Imagine what our system of roads and highways would look like and how they would function today if major trucking and transportation companies owned and controlled them, including the decision about which areas would be served by roads and which areas would not be served?
How about airports? What if each airline owned its own airport and none of the other airlines could fly in or out of that airport?
It simply would not work well without access for everyone.
Now, imagine your Internet. Today’s Internet services are much like limited access highways and airports. Think of what our region could accomplish if everyone had high speed access through open access networks in North Mississippi?
Open access networks, by definition, are created and operated to maximize availability, cost efficiency, and sharing by companies and entities that provide Internet services and information to the public. From its inception, MEGAPOP has embraced and incorporated this concept into the network infrastructure that it has fielded for Mississippi.
Plain and Simple – Open access networks own the infrastructure and lease capacity to any and all providers who want to sell their products and services over the network. This in return levels the playing field for all service providers to compete giving the consumer better choices with more capacity at lower prices.

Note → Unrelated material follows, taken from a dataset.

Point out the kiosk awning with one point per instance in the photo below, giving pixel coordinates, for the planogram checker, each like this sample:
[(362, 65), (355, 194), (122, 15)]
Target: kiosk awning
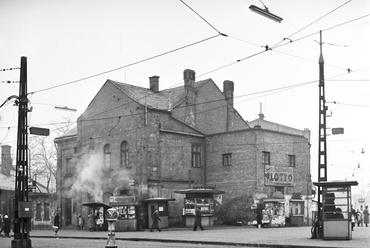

Today, major telecommunications and content providers own their proprietary network infrastructure, which is often based on older copper cabling technology and is generally available only in larger towns and cities. There has been traditional reluctance by the carriers to extend these higher-speed networks into more rural areas simply because the profit margins are not deemed sufficient to warrant it. This leaves many Mississippians with no real chance for broadband connectivity, limiting their opportunity to benefit from the services and content which many citizens and companies now consider necessities.
MEGAPOP networks already form an extensible platform (or foundation) for a wholesale “open access” fiber transport infrastructure across which competing retail service and content providers serve their consumers.